Database Management System

By Notes Vandar

4.1 Introduction to DBMS

Database

A database is an organized collection of structured data, stored electronically in a computer system for easy access, management, and updating. It provides a centralized repository where data, such as numbers, text, images, or symbols, can be stored either in raw or processed form. Databases are typically arranged in rows and columns within tables, enabling efficient storage, retrieval, and manipulation of information.

They are vital for organizations as they support operations like digital libraries, reservations, and inventory management. A well-designed database ensures data integrity with rules and constraints, protects sensitive information through secure access controls, scales efficiently to handle large volumes of data, and enables meaningful analytics that guide better decision-making. For example: University database maintains information about students’ progress and grades in university.

Database Management System (DBMS)

A DBMS is software that manages and controls databases. It acts as a bridge between the database and its users or applications, ensuring secure, efficient, and consistent interaction with the stored data. Instead of directly dealing with raw files, users rely on a DBMS to create, update, query, and protect data. The DBMS organizes data using schemas and provides a database engine for efficient storage and retrieval. It supports concurrency, backup, recovery, and multiple views of data while ensuring independence from the physical storage structure.

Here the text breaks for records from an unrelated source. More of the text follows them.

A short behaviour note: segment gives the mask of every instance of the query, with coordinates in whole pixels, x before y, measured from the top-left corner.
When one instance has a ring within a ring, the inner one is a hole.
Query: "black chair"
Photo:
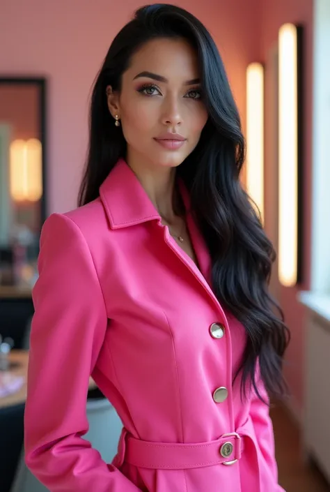
[[[0,408],[0,491],[9,492],[24,440],[24,404]]]

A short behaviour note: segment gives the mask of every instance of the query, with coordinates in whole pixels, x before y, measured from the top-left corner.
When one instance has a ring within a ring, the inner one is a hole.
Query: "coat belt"
[[[206,442],[154,442],[134,438],[124,427],[112,464],[119,468],[125,461],[142,468],[166,470],[232,465],[241,458],[243,438],[249,435],[249,426],[242,426]]]

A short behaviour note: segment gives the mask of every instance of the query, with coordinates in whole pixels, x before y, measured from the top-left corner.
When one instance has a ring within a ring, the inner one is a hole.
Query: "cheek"
[[[146,104],[139,97],[127,99],[121,111],[124,133],[132,137],[134,132],[141,137],[155,125],[154,112],[152,105]]]
[[[196,137],[199,136],[205,126],[207,117],[207,112],[204,106],[201,105],[199,107],[196,107],[194,114],[191,115],[189,120],[191,133]]]

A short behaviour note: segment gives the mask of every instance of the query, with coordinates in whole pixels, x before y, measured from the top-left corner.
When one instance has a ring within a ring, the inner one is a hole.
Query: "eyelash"
[[[138,92],[140,92],[141,94],[143,94],[144,96],[147,96],[147,97],[150,97],[151,96],[153,96],[154,94],[147,94],[144,92],[147,89],[155,89],[159,92],[160,92],[160,89],[157,87],[157,85],[155,85],[154,84],[144,84],[140,89],[138,89]],[[199,94],[199,97],[197,98],[187,98],[188,99],[195,99],[196,100],[200,100],[202,98],[202,94],[201,91],[199,89],[190,89],[188,92],[187,93],[189,94],[191,92],[196,92],[197,94]]]

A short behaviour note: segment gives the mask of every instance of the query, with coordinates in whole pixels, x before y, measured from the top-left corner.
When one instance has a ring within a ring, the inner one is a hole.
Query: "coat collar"
[[[210,281],[210,257],[190,210],[190,197],[183,181],[180,191],[187,212],[187,225],[201,270]],[[100,197],[111,229],[121,229],[162,218],[134,172],[120,159],[100,188]]]
[[[186,210],[190,208],[189,193],[182,181],[180,191]],[[161,217],[135,173],[120,159],[100,188],[100,197],[111,229],[120,229]]]
[[[101,185],[100,197],[111,229],[161,220],[136,174],[123,159],[118,162]]]

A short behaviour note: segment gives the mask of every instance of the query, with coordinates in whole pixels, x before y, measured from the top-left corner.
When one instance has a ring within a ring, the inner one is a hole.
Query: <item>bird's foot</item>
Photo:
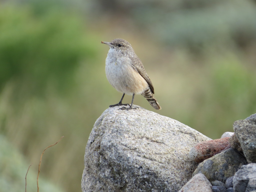
[[[131,105],[130,106],[130,107],[123,107],[121,108],[119,108],[118,109],[121,109],[121,110],[127,110],[127,111],[130,110],[130,109],[138,109],[139,108],[138,107],[132,107],[132,105]]]
[[[127,106],[127,105],[129,105],[130,106],[130,104],[128,104],[128,103],[125,103],[124,104],[122,103],[119,103],[116,104],[115,104],[114,105],[109,105],[110,107],[114,107],[115,106],[120,106],[121,105],[125,105],[126,106]]]

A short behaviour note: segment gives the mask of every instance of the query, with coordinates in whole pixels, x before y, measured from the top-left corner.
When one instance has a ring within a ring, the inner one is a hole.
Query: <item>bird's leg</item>
[[[122,103],[122,101],[123,101],[123,99],[124,98],[124,95],[125,93],[124,93],[124,94],[123,95],[123,96],[122,97],[122,98],[121,98],[121,100],[119,102],[119,103],[117,104],[115,104],[114,105],[109,105],[110,107],[114,107],[115,106],[120,106],[120,105],[125,105],[127,106],[129,105],[129,106],[130,106],[130,104],[128,104],[128,103],[126,103],[125,104],[123,104]]]
[[[135,94],[134,93],[133,93],[133,94],[132,95],[132,103],[130,105],[129,105],[130,106],[130,107],[123,107],[121,108],[119,108],[119,109],[121,109],[122,110],[124,110],[126,109],[127,109],[127,111],[128,110],[130,110],[130,109],[138,109],[139,108],[138,107],[135,107],[133,108],[132,107],[132,104],[133,103],[133,100],[134,99],[134,96],[135,95]]]

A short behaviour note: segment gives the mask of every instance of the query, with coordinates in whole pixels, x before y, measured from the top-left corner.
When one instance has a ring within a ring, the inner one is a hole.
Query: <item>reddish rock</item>
[[[197,163],[201,162],[230,148],[230,138],[225,137],[199,143],[191,149],[189,156]]]

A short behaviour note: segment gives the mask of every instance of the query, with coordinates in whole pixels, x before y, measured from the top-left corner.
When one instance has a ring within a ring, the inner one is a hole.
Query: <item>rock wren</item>
[[[153,94],[154,88],[152,83],[131,44],[122,39],[115,39],[110,42],[102,41],[101,43],[109,47],[105,68],[107,78],[117,90],[124,93],[119,103],[109,107],[129,105],[129,107],[119,108],[127,110],[138,108],[133,108],[132,104],[135,94],[140,94],[155,109],[161,109],[161,107]],[[133,95],[130,105],[122,103],[125,94]]]

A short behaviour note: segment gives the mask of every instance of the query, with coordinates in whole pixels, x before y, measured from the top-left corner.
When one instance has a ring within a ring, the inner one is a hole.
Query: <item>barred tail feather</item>
[[[145,92],[142,93],[141,94],[147,99],[147,101],[150,104],[151,106],[155,109],[157,110],[161,109],[161,107],[150,89],[147,89]]]

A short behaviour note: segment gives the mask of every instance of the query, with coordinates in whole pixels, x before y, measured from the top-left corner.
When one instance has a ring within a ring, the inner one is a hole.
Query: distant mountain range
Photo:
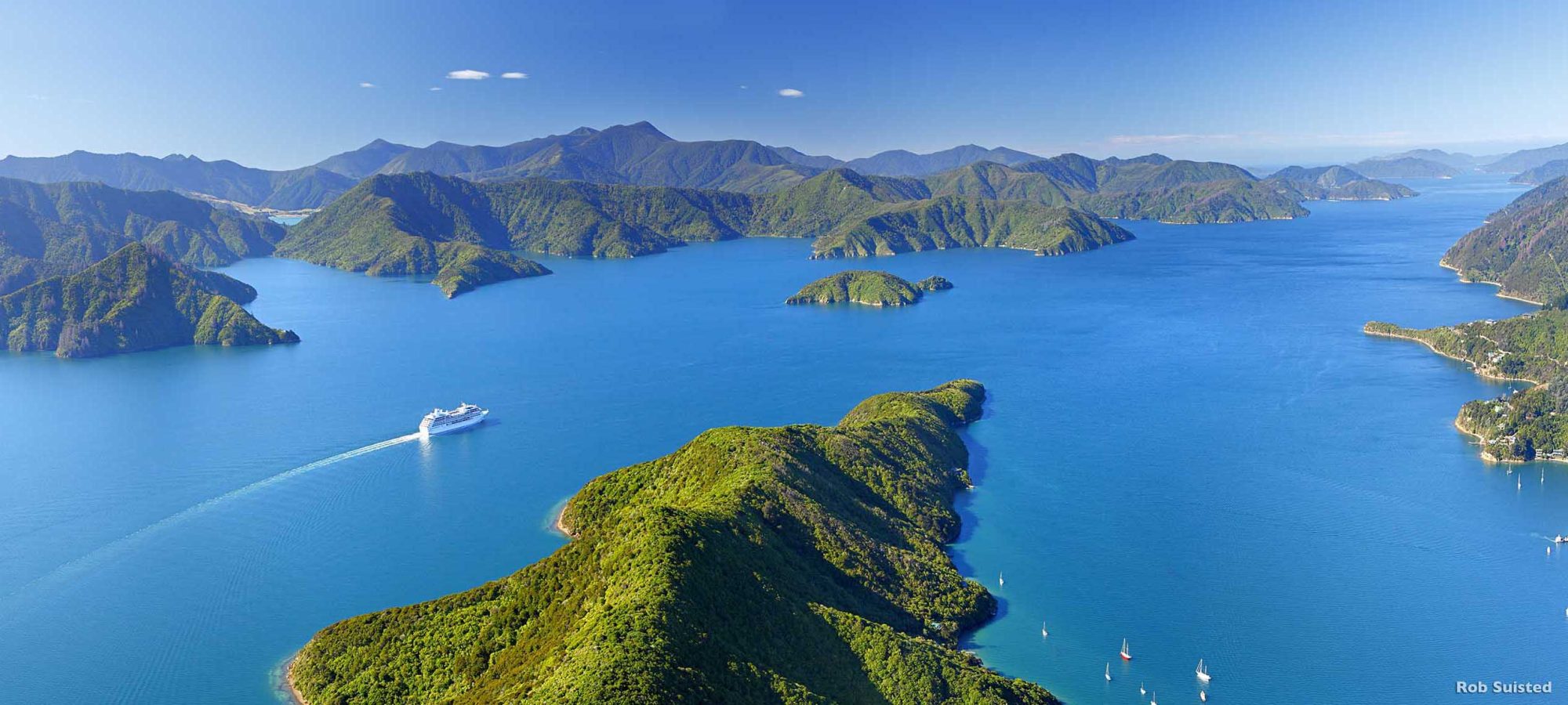
[[[1298,190],[1261,182],[1232,164],[1162,155],[1062,155],[1018,166],[978,161],[924,179],[836,168],[768,193],[376,174],[295,226],[278,254],[370,274],[433,274],[437,284],[461,279],[463,287],[447,290],[450,296],[533,273],[527,260],[513,262],[516,249],[637,257],[690,241],[771,235],[815,238],[814,257],[986,246],[1054,255],[1132,240],[1105,216],[1167,222],[1297,218],[1306,215],[1300,199]],[[491,276],[453,279],[455,249]]]
[[[1411,157],[1424,161],[1436,161],[1439,164],[1452,166],[1458,171],[1469,171],[1480,164],[1496,161],[1501,155],[1493,157],[1475,157],[1465,152],[1444,152],[1441,149],[1411,149],[1400,154],[1391,154],[1386,157],[1377,157],[1378,160],[1397,160],[1403,157]]]
[[[1071,155],[1058,158],[1065,157]],[[1370,179],[1432,179],[1475,168],[1516,174],[1560,158],[1568,158],[1568,144],[1521,150],[1501,158],[1413,149],[1348,166]],[[39,183],[100,182],[138,191],[171,190],[241,210],[292,212],[320,208],[368,175],[417,171],[477,182],[544,177],[757,194],[782,191],[837,168],[866,175],[930,177],[977,163],[1024,168],[1038,161],[1046,160],[1016,149],[975,144],[931,154],[895,149],[840,160],[750,139],[687,143],[670,138],[648,122],[637,122],[604,130],[580,127],[564,135],[495,147],[453,143],[412,147],[375,139],[312,166],[285,171],[185,155],[157,158],[78,150],[60,157],[6,157],[0,160],[0,177]]]
[[[251,316],[241,304],[254,298],[243,282],[180,265],[136,241],[78,273],[0,296],[0,332],[11,351],[60,357],[299,340]]]
[[[157,158],[80,150],[61,157],[6,157],[0,160],[0,177],[38,183],[99,182],[133,191],[199,193],[276,210],[318,208],[354,185],[351,177],[315,166],[267,171],[177,154]]]
[[[1541,149],[1521,149],[1497,161],[1482,166],[1482,171],[1499,174],[1521,174],[1548,161],[1568,160],[1568,143]]]
[[[129,243],[212,266],[273,252],[284,227],[171,191],[0,179],[0,295],[74,274]]]
[[[1538,186],[1562,175],[1568,175],[1568,160],[1548,161],[1534,169],[1526,169],[1519,174],[1515,174],[1515,177],[1508,180],[1513,183],[1529,183],[1532,186]]]
[[[1372,179],[1452,179],[1465,171],[1421,157],[1375,157],[1345,166]]]
[[[1482,157],[1465,152],[1444,152],[1441,149],[1411,149],[1408,152],[1356,161],[1348,166],[1374,179],[1433,179],[1479,169],[1493,174],[1519,174],[1521,179],[1515,179],[1518,183],[1546,183],[1552,179],[1548,175],[1551,171],[1537,172],[1529,177],[1524,177],[1524,172],[1557,160],[1568,160],[1568,143]]]

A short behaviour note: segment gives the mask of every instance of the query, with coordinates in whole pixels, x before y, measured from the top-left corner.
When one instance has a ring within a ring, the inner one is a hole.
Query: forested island
[[[974,381],[837,426],[718,428],[572,497],[572,540],[506,578],[321,630],[290,667],[339,702],[1055,703],[958,638],[996,598],[953,567]]]
[[[1452,179],[1460,169],[1421,157],[1378,157],[1347,164],[1372,179]]]
[[[1537,382],[1524,392],[1477,400],[1460,409],[1454,425],[1480,442],[1491,461],[1563,459],[1568,453],[1568,312],[1546,309],[1501,321],[1410,329],[1366,324],[1372,335],[1424,343],[1435,352],[1465,360],[1477,374]]]
[[[1565,459],[1568,453],[1568,276],[1557,252],[1568,244],[1568,177],[1559,177],[1493,213],[1443,257],[1466,280],[1486,280],[1501,295],[1544,309],[1501,321],[1428,329],[1372,321],[1364,331],[1416,340],[1465,360],[1477,374],[1535,382],[1516,395],[1479,400],[1455,425],[1480,439],[1496,461]]]
[[[0,295],[74,274],[129,243],[196,266],[273,252],[284,227],[172,191],[0,179]]]
[[[17,352],[97,357],[177,345],[296,343],[241,304],[256,290],[130,243],[75,274],[0,296],[0,331]]]
[[[811,282],[786,304],[866,304],[909,306],[919,302],[927,291],[944,291],[953,284],[931,276],[909,282],[897,274],[872,269],[848,269]]]
[[[1466,280],[1488,282],[1504,296],[1548,302],[1568,291],[1568,177],[1519,196],[1466,233],[1443,255],[1443,266]]]
[[[1565,175],[1568,175],[1568,160],[1554,160],[1554,161],[1548,161],[1548,163],[1544,163],[1541,166],[1521,171],[1519,174],[1515,174],[1513,179],[1508,179],[1508,182],[1512,182],[1512,183],[1529,183],[1532,186],[1537,186],[1537,185],[1546,183],[1546,182],[1549,182],[1552,179],[1565,177]]]
[[[1243,222],[1305,216],[1301,201],[1413,194],[1345,168],[1259,180],[1234,164],[1159,154],[1038,158],[961,146],[842,161],[745,139],[679,141],[648,122],[503,147],[378,139],[287,172],[72,152],[0,160],[0,174],[61,182],[0,179],[0,295],[80,271],[130,241],[198,266],[276,254],[428,276],[452,298],[550,273],[519,252],[640,257],[693,241],[798,237],[814,240],[815,258],[946,248],[1060,255],[1132,240],[1109,222],[1116,218]],[[248,215],[282,207],[320,208],[287,230]]]

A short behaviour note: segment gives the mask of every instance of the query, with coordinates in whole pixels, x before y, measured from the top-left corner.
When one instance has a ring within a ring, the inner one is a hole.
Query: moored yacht
[[[436,409],[425,414],[425,418],[419,421],[419,432],[425,437],[450,434],[483,421],[486,415],[489,415],[488,409],[480,409],[467,403],[450,410]]]

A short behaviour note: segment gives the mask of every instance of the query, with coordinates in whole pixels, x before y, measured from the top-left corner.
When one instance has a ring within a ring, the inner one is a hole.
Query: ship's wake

The most widely used type of DBMS is the Relational DBMS (RDBMS), which uses SQL to define, access, and manipulate data.

The purposes of DBMS are given below:

  • It helps to manage data efficiently by storing, retrieving, and updating information in a systematic way.
  • It helps to maintain data integrity and consistency by reducing redundancy and enforcing rules and constraints.
  • It helps to secure data by providing controlled access and protecting sensitive information.
  • It helps to support concurrent access so multiple users can work on the same database without conflicts.
  • It helps to ensure backup and recovery so data can be restored in case of failure or loss.
  • It helps to provide data independence by separating physical storage details from how users or applications view data.
  • It helps to offer a centralized view of data with multiple user-specific perspectives while keeping information unified.
  • It helps to simplify database administration through performance monitoring, auditing, change management, and automated logging.

4.2 Database Models

A. Implementation Model

These models describe how data is actually structured and implemented in database system.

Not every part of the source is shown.